Ma che diavolo, questo è il momento di far entrare in scena la birra! Apre la lattina grigia con su scritto, in rosso, l’omonimo nome del supermercato. È la marca più economica.

Si siede con il riso e la birra e mette i canali in chiaro. Vede il telegiornale, giusto per vedere qualcosa.

“Oggi sono morte 926 persone. Record nazionale. 13000 nuovi infetti. 5000 guariti”

Sono gli stessi numeri di stamattina? Ma che cavolo! Però aspetta, è normale. Domani ci saranno numeri nuovi.
C’è un film in tv. Non lo conosce. Meglio. Qualcosa di nuovo.
Beve un’altra birra nel frattempo. Se finiscono amen. L’importante è che non finisca il cibo.
Dieci e quarantacinque. Pietro non ha altro da fare. Magari un’altra partita alla Play. Giusto una.

Undici e un quarto. Pietro si alza e va a dormire. I piatti li farà domani. La birra gli sta dando sonnolenza. Bisogna approfittare. Si cambia e si infila sotto il piumone leggero. Due minuti e poi….

Pietro si sveglia alle otto, come tutti i giorni da quando c’è il virus. Va prima in bagno e poi si dirige in cucina. Prende la moka. Aspetta. Non l’aveva fatta ieri? Ma in frigo non c’è. Si sarà sbagliato. Sta ancora mezzo addormentato.
Mette la caffettiera sul fuoco.
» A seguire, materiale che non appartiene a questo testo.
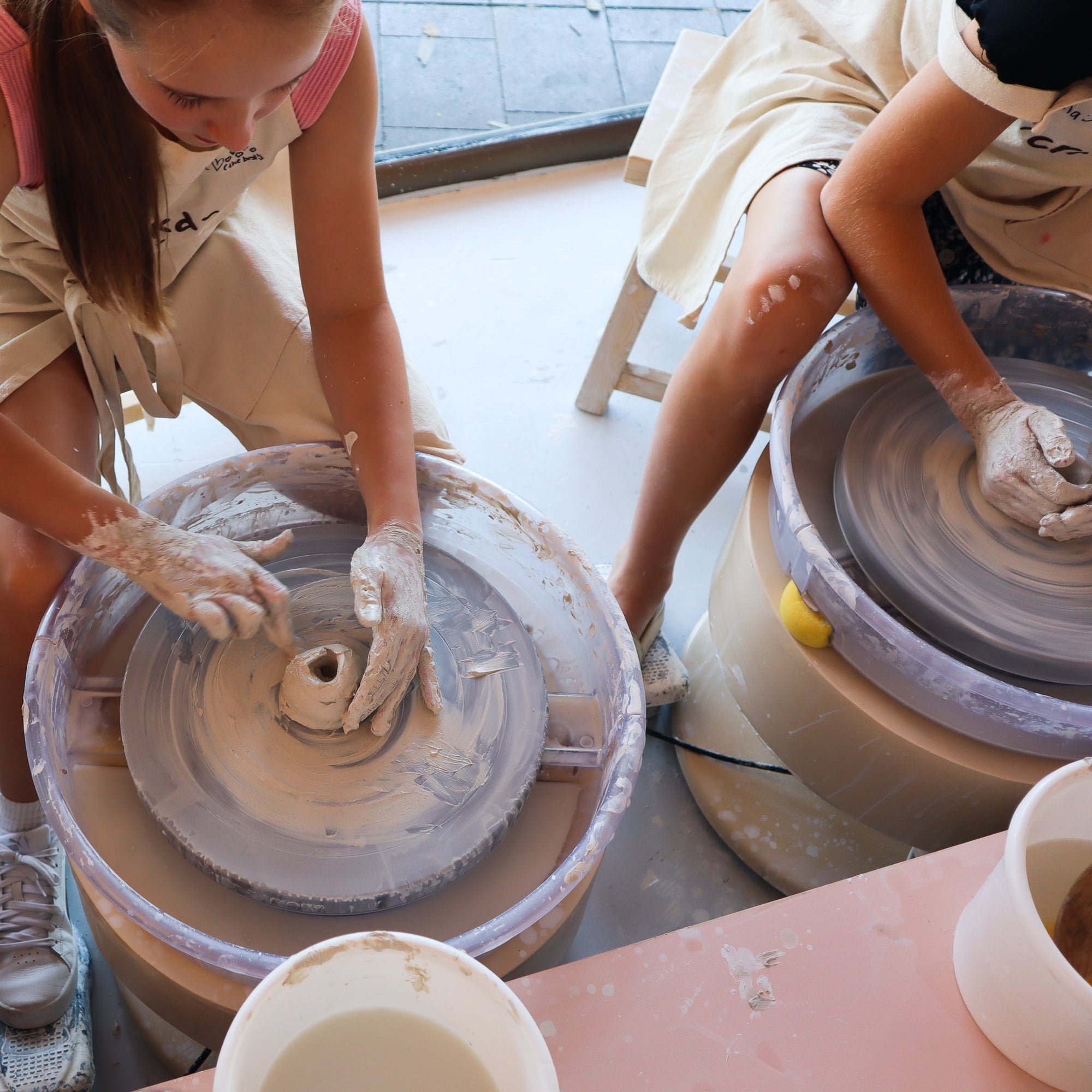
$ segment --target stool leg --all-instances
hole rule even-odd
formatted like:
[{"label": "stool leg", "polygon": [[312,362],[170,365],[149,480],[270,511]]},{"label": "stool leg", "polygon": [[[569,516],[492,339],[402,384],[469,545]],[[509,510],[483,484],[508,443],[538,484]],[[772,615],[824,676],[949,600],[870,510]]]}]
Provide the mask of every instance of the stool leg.
[{"label": "stool leg", "polygon": [[594,414],[606,412],[610,392],[618,385],[618,380],[626,370],[630,349],[655,298],[655,288],[650,288],[637,272],[634,252],[629,269],[626,270],[618,301],[610,312],[598,348],[595,349],[595,356],[592,357],[587,375],[577,395],[578,408]]}]

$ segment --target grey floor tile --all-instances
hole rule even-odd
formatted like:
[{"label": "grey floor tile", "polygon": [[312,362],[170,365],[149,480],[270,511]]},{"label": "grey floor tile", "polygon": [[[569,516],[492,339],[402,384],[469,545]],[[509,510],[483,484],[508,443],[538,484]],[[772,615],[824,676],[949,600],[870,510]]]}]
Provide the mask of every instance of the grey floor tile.
[{"label": "grey floor tile", "polygon": [[627,103],[646,103],[660,82],[672,47],[667,44],[618,41],[615,44],[618,71]]},{"label": "grey floor tile", "polygon": [[[375,5],[373,5],[375,7]],[[379,13],[383,34],[414,37],[431,23],[443,38],[491,38],[492,11],[488,4],[384,3]]]},{"label": "grey floor tile", "polygon": [[[732,7],[728,0],[721,0],[725,8]],[[607,8],[669,8],[675,11],[702,11],[705,8],[719,7],[715,0],[603,0]]]},{"label": "grey floor tile", "polygon": [[612,8],[607,12],[610,37],[615,41],[666,41],[673,44],[679,32],[705,31],[722,34],[721,13],[715,8],[703,11],[663,8]]},{"label": "grey floor tile", "polygon": [[586,8],[495,8],[505,106],[580,111],[620,106],[605,13]]},{"label": "grey floor tile", "polygon": [[[600,0],[605,3],[606,0]],[[587,9],[586,0],[492,0],[495,8],[583,8]]]},{"label": "grey floor tile", "polygon": [[[383,129],[487,129],[505,120],[497,49],[475,38],[436,38],[427,64],[420,38],[382,37]],[[388,138],[388,143],[390,140]]]},{"label": "grey floor tile", "polygon": [[[397,129],[387,129],[383,132],[383,151],[390,152],[396,147],[410,147],[413,144],[426,144],[438,140],[450,140],[452,136],[468,136],[476,133],[477,129],[417,129],[414,127],[400,127]],[[494,132],[492,126],[489,131]]]},{"label": "grey floor tile", "polygon": [[550,114],[543,110],[509,110],[507,120],[510,126],[530,126],[535,121],[557,121],[559,118],[571,118],[572,111]]}]

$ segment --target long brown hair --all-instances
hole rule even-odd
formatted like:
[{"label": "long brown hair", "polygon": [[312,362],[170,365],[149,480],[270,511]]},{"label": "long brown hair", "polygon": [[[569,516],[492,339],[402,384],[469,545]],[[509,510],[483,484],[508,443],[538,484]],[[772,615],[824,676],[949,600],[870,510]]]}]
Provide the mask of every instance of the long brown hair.
[{"label": "long brown hair", "polygon": [[[158,136],[122,83],[105,32],[131,43],[149,16],[201,2],[92,0],[92,17],[79,0],[7,0],[31,39],[46,197],[60,251],[96,304],[151,330],[165,324]],[[292,17],[337,0],[252,2]]]}]

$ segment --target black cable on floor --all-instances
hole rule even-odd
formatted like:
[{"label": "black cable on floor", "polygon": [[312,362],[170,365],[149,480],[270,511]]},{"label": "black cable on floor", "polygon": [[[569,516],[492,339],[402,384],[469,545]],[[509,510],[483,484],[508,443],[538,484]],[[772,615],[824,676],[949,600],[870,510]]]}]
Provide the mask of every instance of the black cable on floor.
[{"label": "black cable on floor", "polygon": [[212,1051],[210,1047],[206,1046],[204,1051],[202,1051],[201,1054],[198,1055],[198,1060],[194,1061],[193,1065],[186,1070],[186,1076],[191,1077],[193,1073],[195,1073],[209,1060],[210,1054],[212,1054]]},{"label": "black cable on floor", "polygon": [[674,744],[676,747],[681,747],[682,750],[700,755],[702,758],[715,758],[717,762],[731,762],[733,765],[745,765],[748,770],[765,770],[768,773],[787,773],[792,775],[793,772],[792,770],[786,770],[783,765],[773,765],[770,762],[752,762],[749,758],[736,758],[734,755],[721,755],[717,751],[707,750],[697,744],[688,744],[685,739],[679,739],[678,736],[669,736],[666,732],[657,732],[655,728],[646,727],[644,731],[655,739],[663,739],[665,744]]}]

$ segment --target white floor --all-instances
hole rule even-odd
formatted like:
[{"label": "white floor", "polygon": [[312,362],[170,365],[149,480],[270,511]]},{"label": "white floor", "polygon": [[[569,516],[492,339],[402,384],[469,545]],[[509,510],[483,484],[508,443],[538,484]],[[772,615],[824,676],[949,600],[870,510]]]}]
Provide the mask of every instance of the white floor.
[{"label": "white floor", "polygon": [[[407,355],[430,382],[468,465],[562,526],[596,561],[626,535],[657,406],[615,393],[608,413],[573,405],[637,237],[642,191],[613,161],[382,209],[388,284]],[[691,334],[657,299],[634,351],[670,369]],[[130,429],[145,492],[239,450],[198,407]],[[705,609],[710,574],[761,443],[689,535],[668,598],[681,648]],[[570,958],[729,913],[775,892],[705,824],[670,749],[650,740],[620,832],[607,852]],[[131,1044],[100,969],[100,1092],[158,1076]],[[119,1032],[111,1034],[114,1021]]]}]

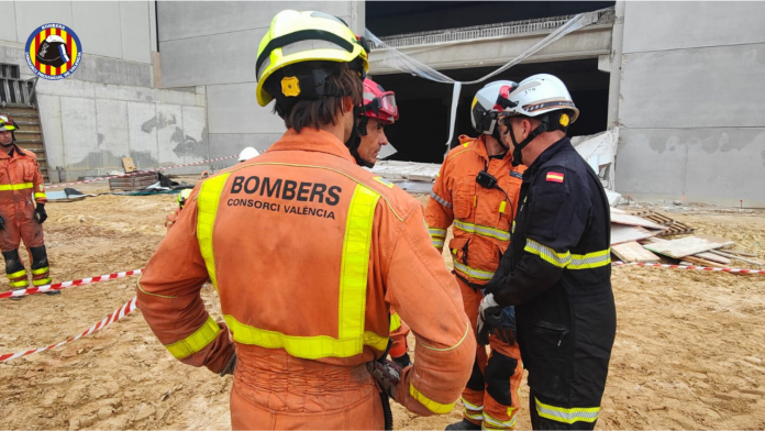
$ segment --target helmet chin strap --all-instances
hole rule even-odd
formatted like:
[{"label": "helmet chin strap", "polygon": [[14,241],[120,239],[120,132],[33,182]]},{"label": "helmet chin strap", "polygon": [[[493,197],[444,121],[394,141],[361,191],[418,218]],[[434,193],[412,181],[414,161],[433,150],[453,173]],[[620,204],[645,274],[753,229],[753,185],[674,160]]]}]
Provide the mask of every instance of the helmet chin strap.
[{"label": "helmet chin strap", "polygon": [[[505,131],[505,134],[508,134],[512,128],[508,126],[507,130]],[[542,124],[537,125],[536,129],[531,131],[529,133],[529,136],[526,136],[525,140],[521,141],[520,143],[515,141],[515,134],[510,133],[510,140],[512,140],[512,145],[515,147],[515,150],[512,153],[512,165],[518,166],[523,164],[523,155],[521,154],[522,150],[525,148],[526,145],[531,143],[531,141],[534,140],[534,137],[539,136],[540,134],[546,132],[548,129],[547,125],[547,119],[542,119]]]},{"label": "helmet chin strap", "polygon": [[345,146],[351,152],[353,158],[356,159],[356,164],[358,166],[372,168],[375,166],[375,164],[363,159],[358,155],[358,146],[362,145],[362,136],[366,135],[366,125],[369,121],[369,119],[366,115],[359,115],[362,111],[362,107],[354,107],[353,109],[353,117],[354,119],[358,119],[358,121],[354,120],[355,124],[353,126],[353,131],[351,132],[351,137],[348,137],[348,140],[345,142]]}]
Prende il barattolo di marmellata e mentre aspetta che il caffè esca, farcisce due fette biscottate. Vede il barattolo. Sta poco più giù della metà. Pensa alla madre che glielo aveva dato tanto tempo prima e pensa che finché ci sarà marmellata nel barattolo potrà mangiare.

Accende la tv. Il telegiornale prima di tutto.

“Oggi sono morte 926 persone. Record nazionale. 13000 nuovi infetti. 5000 guariti”

Sono gli stessi numeri di ieri? Possibile?
Pietro scaccia con prepotenza quel pensiero.
Non è possibile. E poi non si ricorda mica il numero preciso di ieri. No, si sta sbagliando.
Il caffè esce e ne versa un po’ nella tazzina. Lo beve adagio. Poi il resto nel barattolo di fagioli che ha pulito in precedenza. Calcola che il caffè gli basterà per almeno tre giorni. Deve risparmiare. I soldi sono quasi finiti e non vuole chiedere aiuto alla madre.

Pietro si ferma.

La tazzina in aria ad un palmo dalla bocca. Scuote la testa lentamente.
La corsa della tazzina riprende e Pietro sorseggia il caffè.
Oggi è un nuovo giorno e tutto andrà bene. Devo solo rimanere a casa.